🤖 AI Summary
Active learning (AL) for real-time safety-critical decision-making faces a fundamental trade-off between query latency and safety assurance, as conventional iterative model updating and acquisition optimization cannot meet millisecond-scale inference requirements under strict safety constraints.
Method: We propose the first amortized safe AL framework, replacing iterative optimization with a neural policy network that directly maps observations to safe data queries. The policy is pretrained exclusively on synthetic data—requiring no real-world interaction—and supports seamless switching between safety-critical and non-safety-critical modes. Our approach integrates nonparametric simulation modeling, safety-aware acquisition objectives, and a modular AL architecture.

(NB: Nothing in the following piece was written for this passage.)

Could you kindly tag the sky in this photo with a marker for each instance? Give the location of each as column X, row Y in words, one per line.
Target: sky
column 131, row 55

Results: Evaluated across multiple physical systems, our method achieves >100× speedup in inference latency while retaining ≥98% of standard AL performance, zero safety violations, and strong generalization to unknown dynamical systems.
📝 Abstract
Active Learning (AL) is a sequential learning approach aiming at selecting the most informative data for model training. In many systems, safety constraints appear during data evaluation, requiring the development of safe AL methods. Key challenges of AL are the repeated model training and acquisition optimization required for data selection, which become particularly restrictive under safety constraints. This repeated effort often creates a bottleneck, especially in physical systems requiring real-time decision-making. In this paper, we propose a novel amortized safe AL framework. By leveraging a pretrained neural network policy, our method eliminates the need for repeated model training and acquisition optimization, achieving substantial speed improvements while maintaining competitive learning outcomes and safety awareness. The policy is trained entirely on synthetic data utilizing a novel safe AL objective. The resulting policy is highly versatile and adapts to a wide range of systems, as we demonstrate in our experiments. Furthermore, our framework is modular and we empirically show that we also achieve superior performance for unconstrained time-sensitive AL tasks if we omit the safety requirement.